I pazienti affetti da malattie infiammatorie intestinali (IBD) possono essere a maggior rischio di infarto miocardico (MI), secondo i risultati di un articolo pubblicato sull’International Journal of Cardiology da Fabrizio D’Ascenzo e colleghi dell’Università di Torino.

Lo scopo di questo studio era quello di condurre una revisione sistematica della letteratura pubblicata sul rischio di infarto miocardico (IM) nei pazienti con IBD e di identificare eventuali fattori di rischio potenziali.

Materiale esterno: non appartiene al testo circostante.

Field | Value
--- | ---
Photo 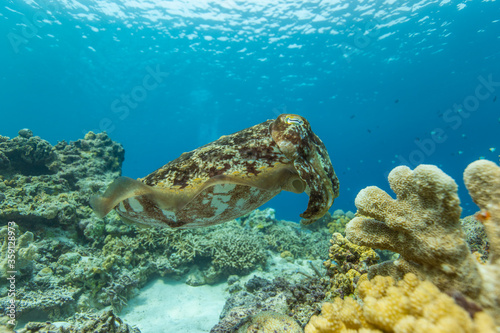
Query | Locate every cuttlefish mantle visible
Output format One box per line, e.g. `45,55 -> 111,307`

90,114 -> 339,228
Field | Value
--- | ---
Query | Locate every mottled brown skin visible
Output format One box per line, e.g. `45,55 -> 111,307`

91,114 -> 338,228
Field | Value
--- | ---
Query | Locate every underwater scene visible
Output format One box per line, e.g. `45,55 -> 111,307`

0,0 -> 500,333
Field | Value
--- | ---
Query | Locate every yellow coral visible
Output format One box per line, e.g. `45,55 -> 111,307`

305,273 -> 495,333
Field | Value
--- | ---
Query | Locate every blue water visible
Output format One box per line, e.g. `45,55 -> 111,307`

0,0 -> 500,221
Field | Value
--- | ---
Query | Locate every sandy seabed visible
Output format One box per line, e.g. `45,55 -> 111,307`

120,278 -> 228,333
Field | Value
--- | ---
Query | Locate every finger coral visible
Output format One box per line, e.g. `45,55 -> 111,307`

305,273 -> 495,333
346,161 -> 500,320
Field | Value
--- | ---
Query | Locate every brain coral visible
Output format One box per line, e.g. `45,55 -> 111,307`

346,161 -> 500,322
305,273 -> 495,333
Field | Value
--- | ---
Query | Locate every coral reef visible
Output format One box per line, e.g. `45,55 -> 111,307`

305,273 -> 496,333
346,161 -> 500,322
211,273 -> 328,333
0,129 -> 352,332
327,209 -> 354,236
237,311 -> 304,333
460,215 -> 489,262
324,233 -> 379,298
0,223 -> 37,278
0,130 -> 124,231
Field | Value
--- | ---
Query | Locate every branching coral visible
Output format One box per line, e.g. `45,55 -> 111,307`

325,233 -> 379,297
305,273 -> 495,333
346,161 -> 500,320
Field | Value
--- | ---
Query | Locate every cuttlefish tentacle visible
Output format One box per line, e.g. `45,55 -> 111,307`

270,115 -> 339,224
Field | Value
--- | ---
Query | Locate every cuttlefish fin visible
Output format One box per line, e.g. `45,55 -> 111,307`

294,158 -> 335,224
177,165 -> 300,209
90,177 -> 153,218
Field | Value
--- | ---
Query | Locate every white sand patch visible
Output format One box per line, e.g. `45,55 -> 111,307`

119,278 -> 229,333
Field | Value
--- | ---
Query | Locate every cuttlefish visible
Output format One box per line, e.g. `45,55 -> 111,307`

90,114 -> 339,228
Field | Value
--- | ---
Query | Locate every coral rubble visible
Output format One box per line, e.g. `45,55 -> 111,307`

346,161 -> 500,322
324,232 -> 379,298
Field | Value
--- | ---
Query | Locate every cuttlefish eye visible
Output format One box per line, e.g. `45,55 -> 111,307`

285,116 -> 304,125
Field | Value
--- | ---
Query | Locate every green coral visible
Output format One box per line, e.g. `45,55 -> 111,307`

0,223 -> 37,283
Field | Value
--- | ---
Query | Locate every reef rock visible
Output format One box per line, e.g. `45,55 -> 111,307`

0,129 -> 124,230
346,161 -> 500,323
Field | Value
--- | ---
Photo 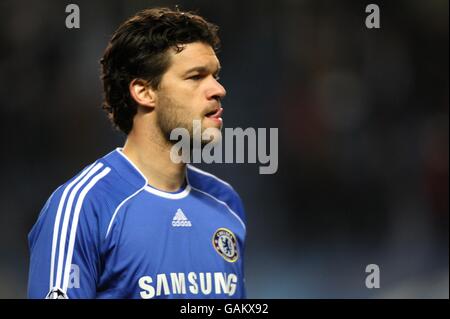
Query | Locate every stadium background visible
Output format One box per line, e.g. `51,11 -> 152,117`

0,0 -> 449,298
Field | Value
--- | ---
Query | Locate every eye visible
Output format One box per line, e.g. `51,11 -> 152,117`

188,74 -> 203,81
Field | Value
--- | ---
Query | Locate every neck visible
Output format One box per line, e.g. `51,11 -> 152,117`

123,124 -> 186,192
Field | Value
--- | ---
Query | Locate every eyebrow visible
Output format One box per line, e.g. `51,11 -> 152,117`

184,65 -> 222,75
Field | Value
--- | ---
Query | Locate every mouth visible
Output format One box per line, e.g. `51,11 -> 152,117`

205,107 -> 223,119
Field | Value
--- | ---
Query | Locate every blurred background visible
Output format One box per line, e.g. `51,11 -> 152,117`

0,0 -> 449,298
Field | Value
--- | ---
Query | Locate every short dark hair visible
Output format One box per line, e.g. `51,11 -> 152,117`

100,8 -> 220,135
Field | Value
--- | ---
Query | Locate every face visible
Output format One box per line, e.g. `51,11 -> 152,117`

156,42 -> 226,145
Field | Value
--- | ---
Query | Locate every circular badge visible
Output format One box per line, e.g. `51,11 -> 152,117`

213,228 -> 239,263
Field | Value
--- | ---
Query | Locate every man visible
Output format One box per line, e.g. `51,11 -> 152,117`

28,8 -> 245,299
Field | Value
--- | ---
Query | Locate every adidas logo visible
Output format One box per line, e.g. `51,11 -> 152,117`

172,208 -> 192,227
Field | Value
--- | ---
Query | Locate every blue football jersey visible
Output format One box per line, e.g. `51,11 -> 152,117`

28,148 -> 246,299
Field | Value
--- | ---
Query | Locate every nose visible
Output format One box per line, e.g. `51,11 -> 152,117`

207,78 -> 227,100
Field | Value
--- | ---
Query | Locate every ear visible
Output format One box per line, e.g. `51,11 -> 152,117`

129,79 -> 156,108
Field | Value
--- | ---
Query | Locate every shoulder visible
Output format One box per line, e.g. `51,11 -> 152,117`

186,165 -> 245,223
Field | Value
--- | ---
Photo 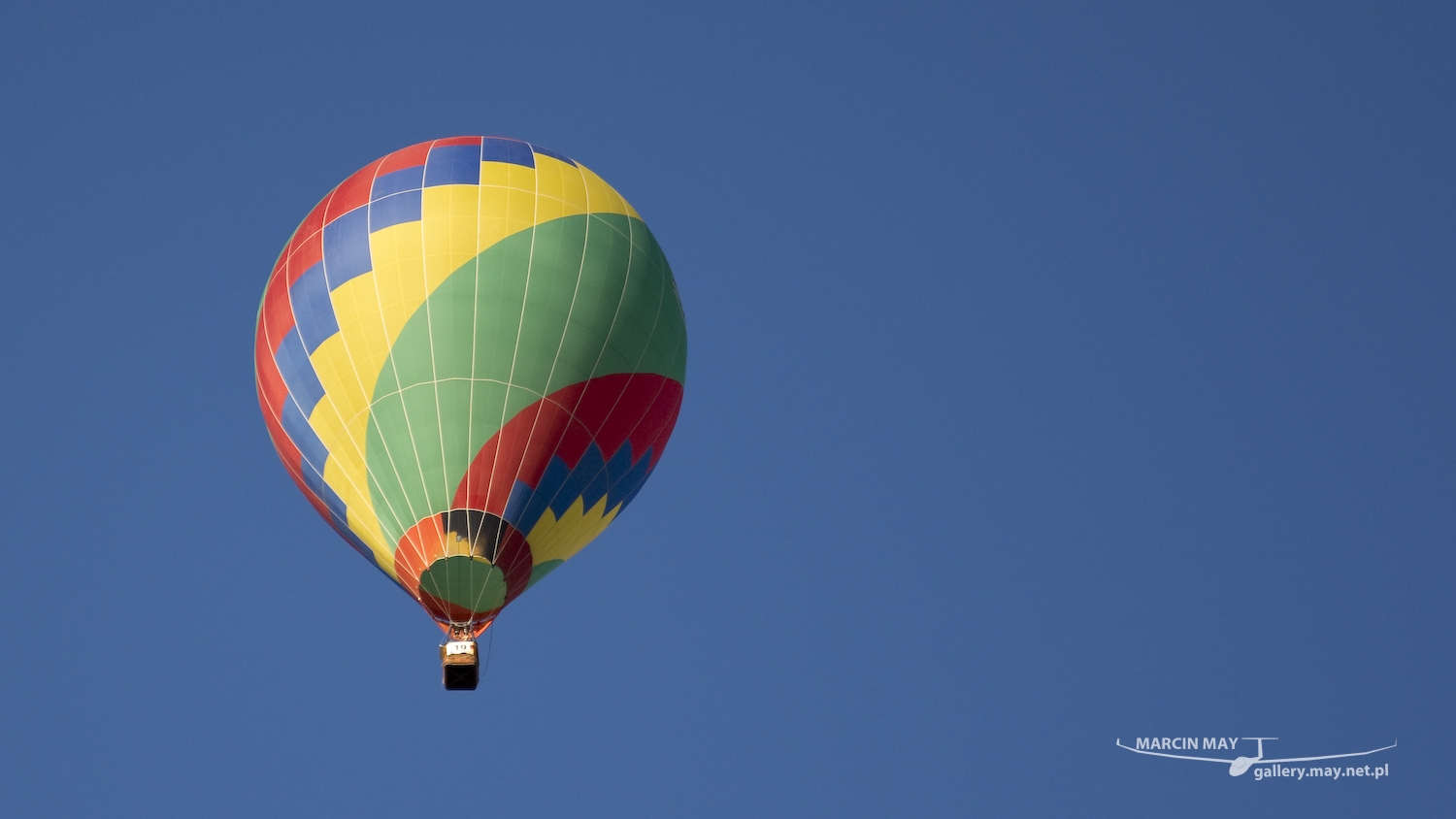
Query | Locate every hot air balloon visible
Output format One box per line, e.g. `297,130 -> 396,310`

255,137 -> 687,690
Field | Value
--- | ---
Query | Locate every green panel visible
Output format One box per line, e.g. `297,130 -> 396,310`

366,213 -> 687,542
526,560 -> 565,589
419,554 -> 506,612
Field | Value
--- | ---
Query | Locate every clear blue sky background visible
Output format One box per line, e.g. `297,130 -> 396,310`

0,1 -> 1456,818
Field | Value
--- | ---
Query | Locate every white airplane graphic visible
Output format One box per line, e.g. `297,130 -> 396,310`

1117,737 -> 1395,777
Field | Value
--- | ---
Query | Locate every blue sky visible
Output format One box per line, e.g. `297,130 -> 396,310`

0,3 -> 1456,818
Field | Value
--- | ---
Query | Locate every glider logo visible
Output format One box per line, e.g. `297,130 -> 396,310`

1117,737 -> 1395,780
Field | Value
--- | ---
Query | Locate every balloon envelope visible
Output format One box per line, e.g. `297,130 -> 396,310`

255,137 -> 687,630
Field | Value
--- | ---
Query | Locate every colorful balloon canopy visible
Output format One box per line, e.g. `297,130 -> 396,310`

255,137 -> 687,633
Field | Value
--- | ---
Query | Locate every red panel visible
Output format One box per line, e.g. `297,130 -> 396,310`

451,374 -> 683,515
253,326 -> 288,416
431,137 -> 480,148
288,231 -> 323,286
258,391 -> 304,476
258,272 -> 293,355
395,515 -> 446,594
379,143 -> 430,176
288,190 -> 334,256
323,158 -> 384,224
419,592 -> 506,633
495,524 -> 532,608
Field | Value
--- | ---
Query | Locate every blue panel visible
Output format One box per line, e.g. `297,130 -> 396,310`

480,137 -> 536,167
288,262 -> 340,353
282,402 -> 329,478
370,164 -> 425,199
303,463 -> 348,521
501,480 -> 545,533
507,455 -> 571,533
425,146 -> 480,187
323,208 -> 375,289
369,190 -> 422,233
274,327 -> 323,412
608,441 -> 652,510
550,442 -> 608,518
532,146 -> 577,167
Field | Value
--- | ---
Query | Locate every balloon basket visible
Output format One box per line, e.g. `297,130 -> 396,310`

440,640 -> 480,691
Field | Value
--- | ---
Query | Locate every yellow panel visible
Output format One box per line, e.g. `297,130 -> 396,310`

421,184 -> 480,295
480,161 -> 536,193
329,272 -> 389,401
367,219 -> 428,344
536,154 -> 587,224
309,332 -> 369,439
577,166 -> 643,218
526,496 -> 622,566
477,183 -> 536,251
348,509 -> 410,578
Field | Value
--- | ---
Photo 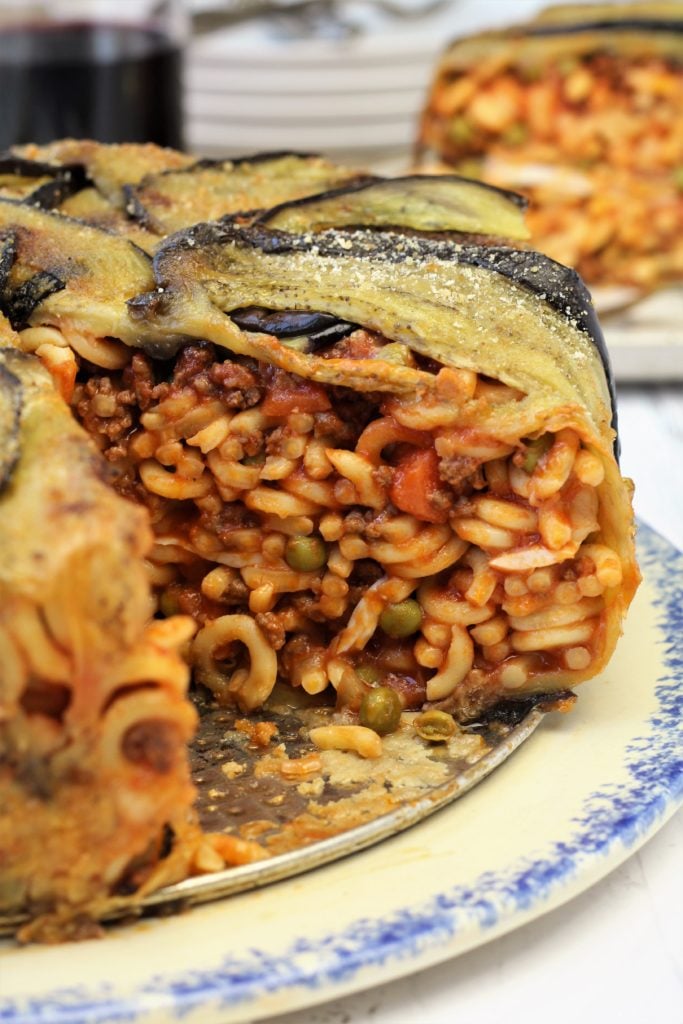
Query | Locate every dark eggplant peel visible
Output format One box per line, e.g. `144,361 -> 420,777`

0,146 -> 638,934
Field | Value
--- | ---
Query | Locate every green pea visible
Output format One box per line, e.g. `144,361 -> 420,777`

521,434 -> 553,473
358,686 -> 401,736
380,597 -> 422,639
285,537 -> 328,572
414,709 -> 456,743
355,665 -> 382,686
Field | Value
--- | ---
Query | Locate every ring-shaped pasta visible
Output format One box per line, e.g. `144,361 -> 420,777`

191,614 -> 278,711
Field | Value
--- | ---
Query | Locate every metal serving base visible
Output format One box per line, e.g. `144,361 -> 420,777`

0,687 -> 544,934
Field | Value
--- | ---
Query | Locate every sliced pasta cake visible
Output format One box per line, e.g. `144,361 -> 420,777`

0,143 -> 638,937
418,0 -> 683,292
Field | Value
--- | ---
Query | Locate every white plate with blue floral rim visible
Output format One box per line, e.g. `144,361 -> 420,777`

0,526 -> 683,1024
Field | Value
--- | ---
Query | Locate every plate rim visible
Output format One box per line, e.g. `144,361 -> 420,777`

0,522 -> 683,1024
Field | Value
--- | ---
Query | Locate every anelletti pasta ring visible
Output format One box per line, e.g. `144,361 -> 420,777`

0,141 -> 639,940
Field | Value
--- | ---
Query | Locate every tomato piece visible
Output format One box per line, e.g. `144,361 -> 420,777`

389,447 -> 447,522
261,370 -> 330,416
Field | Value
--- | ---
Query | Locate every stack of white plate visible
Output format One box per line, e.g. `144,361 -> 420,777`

186,0 -> 552,166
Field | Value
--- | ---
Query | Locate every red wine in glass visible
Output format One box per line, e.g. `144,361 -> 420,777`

0,22 -> 182,150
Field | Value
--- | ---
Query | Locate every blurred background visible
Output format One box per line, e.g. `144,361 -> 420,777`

0,0 -> 683,380
185,0 -> 593,162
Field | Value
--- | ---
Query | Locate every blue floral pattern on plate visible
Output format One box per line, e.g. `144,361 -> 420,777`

0,525 -> 683,1024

È noto infatti che i pazienti affetti da malattie infiammatorie intestinali (IBD) sono a maggior rischio di trombosi venosa, mentre il loro rischio di eventi ischemici arteriosi è materia di discussione. Il rischio di IM era l’endpoint primario, mentre tutte le cause di morte e di ictus erano endpoint secondari.

Complessivamente sono stati considerati 515.455 controlli e 77.140 persone con IBD (26.852, 34,8% malattia di Crohn, CD e 50.288, 65,2% colite ulcerosa, UC). L’età media era simile tra i controlli e le IBD. Le persone con CD e UC avevano tassi più bassi di ipertensione (14,5% vs. 14,6% vs. 25%), diabete (2,9% vs. 5,2% vs. 9,2%) e dislipidemia (3,3% vs. 6,5% vs. 16,1%) rispetto ai controlli. Il fumo non è risultato significativamente diverso tra i due gruppi (17% vs. 17,5% vs. 10,6%).

I risultati dell’analisi dei dati aggregati dopo aggiustamento delle variabili hanno mostrato che, al termine di un follow-up di 5 anni, sia la CD sia la UC presentavano un rischio maggiore di IM, con HR di 1,36 (IC al 95%: 1,12-1,64) e HR 1,24 (IC al 95%: 1,05-1,46), rispettivamente; di morte, con HR di 1,55 (IC al 95%: 1,27-1,90) e HR 1,29 (IC al 95%: 1,01-1,64), rispettivamente, e di altre malattie cardiovascolari come l’ictus, con HR di 1,22 (IC al 95%: 1,01-1,49) e HR 1,09 (IC al 95%: 1,03-1,15), rispettivamente.